Was für ein herrlicher Satz, aber nicht immer wahr wie Marianne noch zeigen wird. :nein:

Udo hat geschrieben:
Also Männer reden nur über Probleme, für die sie keine Lösung haben

Also ich kenne das so:
Männer im allgemeinen reden mit anderen Männern über ungelöste Probleme wenn es um die Kategorie: „Wenn ich den Schraubenzieher hier reinstecke und mit der Zange da was abkneife, läuft der Kasten dann wieder“ geht.
Männer die auf Männer stehen, reden mit Frauen über alles, einschließlich der Liebe zu ihrer Mutter.
Männer die auf Frauen stehen, reden niemals mit Frauen über Probleme solange sie noch in der „Werbephase“ sind (und hinterher wird’s auch nicht viel besser).
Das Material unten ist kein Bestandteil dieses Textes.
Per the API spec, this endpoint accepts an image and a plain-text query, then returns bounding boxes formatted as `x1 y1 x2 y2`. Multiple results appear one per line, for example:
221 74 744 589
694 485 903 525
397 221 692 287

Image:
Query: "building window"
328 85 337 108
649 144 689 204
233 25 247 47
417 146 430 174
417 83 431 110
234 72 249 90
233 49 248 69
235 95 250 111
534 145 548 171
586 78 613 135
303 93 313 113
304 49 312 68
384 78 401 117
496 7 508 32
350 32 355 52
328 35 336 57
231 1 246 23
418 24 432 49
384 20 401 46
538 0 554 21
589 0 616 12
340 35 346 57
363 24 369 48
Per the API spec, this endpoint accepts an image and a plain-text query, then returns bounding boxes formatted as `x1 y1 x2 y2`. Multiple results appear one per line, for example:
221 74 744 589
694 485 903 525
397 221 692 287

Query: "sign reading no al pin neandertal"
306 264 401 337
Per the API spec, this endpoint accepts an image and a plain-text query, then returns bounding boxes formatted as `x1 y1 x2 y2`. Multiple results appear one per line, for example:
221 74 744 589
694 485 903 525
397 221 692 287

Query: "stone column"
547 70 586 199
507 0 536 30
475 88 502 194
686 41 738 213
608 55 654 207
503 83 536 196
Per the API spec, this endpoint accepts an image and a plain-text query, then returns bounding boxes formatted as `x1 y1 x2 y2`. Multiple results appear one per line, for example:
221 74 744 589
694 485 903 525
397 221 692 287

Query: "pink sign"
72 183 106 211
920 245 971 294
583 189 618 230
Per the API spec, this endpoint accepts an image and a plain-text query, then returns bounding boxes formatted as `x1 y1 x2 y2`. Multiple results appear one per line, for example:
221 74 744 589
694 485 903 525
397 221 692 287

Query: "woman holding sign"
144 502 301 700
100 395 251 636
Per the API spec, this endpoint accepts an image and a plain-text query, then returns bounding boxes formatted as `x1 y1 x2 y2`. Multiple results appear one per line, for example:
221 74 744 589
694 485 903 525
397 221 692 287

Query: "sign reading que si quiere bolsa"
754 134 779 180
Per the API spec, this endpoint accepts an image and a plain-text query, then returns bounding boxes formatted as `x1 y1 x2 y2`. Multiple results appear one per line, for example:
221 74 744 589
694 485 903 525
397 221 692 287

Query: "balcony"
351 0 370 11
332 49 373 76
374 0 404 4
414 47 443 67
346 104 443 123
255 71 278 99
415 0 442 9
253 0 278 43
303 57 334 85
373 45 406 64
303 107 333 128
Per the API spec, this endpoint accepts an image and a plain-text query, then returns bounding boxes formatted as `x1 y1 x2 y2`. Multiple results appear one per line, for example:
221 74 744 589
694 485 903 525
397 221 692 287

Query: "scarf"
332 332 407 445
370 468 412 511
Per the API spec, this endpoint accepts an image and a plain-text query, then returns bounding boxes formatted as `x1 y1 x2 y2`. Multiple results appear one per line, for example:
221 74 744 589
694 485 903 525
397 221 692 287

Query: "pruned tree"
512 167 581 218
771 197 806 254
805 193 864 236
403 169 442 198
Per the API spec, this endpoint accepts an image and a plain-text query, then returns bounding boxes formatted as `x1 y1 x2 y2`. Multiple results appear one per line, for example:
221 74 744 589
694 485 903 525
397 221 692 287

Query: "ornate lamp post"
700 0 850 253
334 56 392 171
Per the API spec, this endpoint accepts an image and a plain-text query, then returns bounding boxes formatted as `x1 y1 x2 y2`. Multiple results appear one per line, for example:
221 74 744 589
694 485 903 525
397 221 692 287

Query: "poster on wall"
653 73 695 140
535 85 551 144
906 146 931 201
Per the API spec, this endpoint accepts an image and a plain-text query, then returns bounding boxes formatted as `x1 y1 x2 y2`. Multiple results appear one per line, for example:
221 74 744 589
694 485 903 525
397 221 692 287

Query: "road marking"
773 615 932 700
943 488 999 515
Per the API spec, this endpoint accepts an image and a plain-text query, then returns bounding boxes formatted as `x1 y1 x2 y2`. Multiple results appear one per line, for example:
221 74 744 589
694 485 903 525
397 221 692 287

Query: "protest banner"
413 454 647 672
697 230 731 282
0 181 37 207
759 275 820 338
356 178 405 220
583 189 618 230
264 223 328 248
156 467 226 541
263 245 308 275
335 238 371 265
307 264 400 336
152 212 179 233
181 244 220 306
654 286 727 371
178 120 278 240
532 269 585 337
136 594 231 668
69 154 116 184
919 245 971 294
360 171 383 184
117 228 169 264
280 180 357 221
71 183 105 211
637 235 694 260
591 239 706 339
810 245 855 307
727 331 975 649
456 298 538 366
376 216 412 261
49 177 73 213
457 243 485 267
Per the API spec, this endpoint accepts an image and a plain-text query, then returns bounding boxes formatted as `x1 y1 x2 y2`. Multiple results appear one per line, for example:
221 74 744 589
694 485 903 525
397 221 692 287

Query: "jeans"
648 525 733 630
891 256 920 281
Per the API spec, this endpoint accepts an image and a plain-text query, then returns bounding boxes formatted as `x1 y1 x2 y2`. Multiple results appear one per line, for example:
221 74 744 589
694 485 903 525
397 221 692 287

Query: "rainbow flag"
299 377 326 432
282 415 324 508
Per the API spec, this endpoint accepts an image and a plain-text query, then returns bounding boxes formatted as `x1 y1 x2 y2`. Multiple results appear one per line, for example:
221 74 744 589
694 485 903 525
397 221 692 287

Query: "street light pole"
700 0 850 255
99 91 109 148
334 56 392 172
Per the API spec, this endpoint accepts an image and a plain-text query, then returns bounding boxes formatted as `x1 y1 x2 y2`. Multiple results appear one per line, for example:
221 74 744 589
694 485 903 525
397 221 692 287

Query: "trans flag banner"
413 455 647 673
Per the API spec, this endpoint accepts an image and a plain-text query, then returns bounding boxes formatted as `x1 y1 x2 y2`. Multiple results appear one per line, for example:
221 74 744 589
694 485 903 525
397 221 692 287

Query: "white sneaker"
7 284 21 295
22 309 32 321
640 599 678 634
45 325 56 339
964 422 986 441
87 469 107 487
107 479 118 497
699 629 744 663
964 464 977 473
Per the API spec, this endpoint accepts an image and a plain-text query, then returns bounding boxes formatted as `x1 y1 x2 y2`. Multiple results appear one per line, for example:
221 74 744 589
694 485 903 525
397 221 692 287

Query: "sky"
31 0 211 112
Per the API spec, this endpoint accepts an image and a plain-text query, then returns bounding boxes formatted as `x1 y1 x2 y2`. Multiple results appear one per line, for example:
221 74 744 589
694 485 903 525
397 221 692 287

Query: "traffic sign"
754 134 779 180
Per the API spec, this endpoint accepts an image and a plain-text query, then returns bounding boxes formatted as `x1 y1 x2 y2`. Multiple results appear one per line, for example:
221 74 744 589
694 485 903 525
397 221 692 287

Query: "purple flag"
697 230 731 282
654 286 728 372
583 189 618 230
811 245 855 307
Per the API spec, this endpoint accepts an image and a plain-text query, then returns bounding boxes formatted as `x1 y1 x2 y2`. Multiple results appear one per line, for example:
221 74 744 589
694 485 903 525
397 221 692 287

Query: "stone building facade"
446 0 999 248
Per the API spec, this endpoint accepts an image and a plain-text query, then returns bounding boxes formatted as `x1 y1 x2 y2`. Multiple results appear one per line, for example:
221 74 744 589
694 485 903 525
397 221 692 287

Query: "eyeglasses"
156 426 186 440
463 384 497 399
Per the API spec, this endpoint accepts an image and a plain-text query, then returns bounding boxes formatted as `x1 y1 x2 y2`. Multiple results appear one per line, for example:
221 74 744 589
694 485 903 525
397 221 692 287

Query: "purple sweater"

Weder über ungelöste (schon gar nicht wenn das Problem eine andere Frau ist) noch zu lösende (die lösen sie - da gebe ich dir recht). Wenn Frau sich dann hinterher bei ihnen bedankt sagen sie: „Kein Problem“ womit ja wohl alles klar ist. :rofl:

Udo hat geschrieben:
Elinor bewegt sich schon irgendwie in anderen Sphären...

Ich finde Elinor manchmal ganz schön scheinheilig. Das Gespräch zwischen ihr und Lucy ist ja wohl so ziemlich das hinterhältigste das sich Jane Austen je hat einfallen lassen.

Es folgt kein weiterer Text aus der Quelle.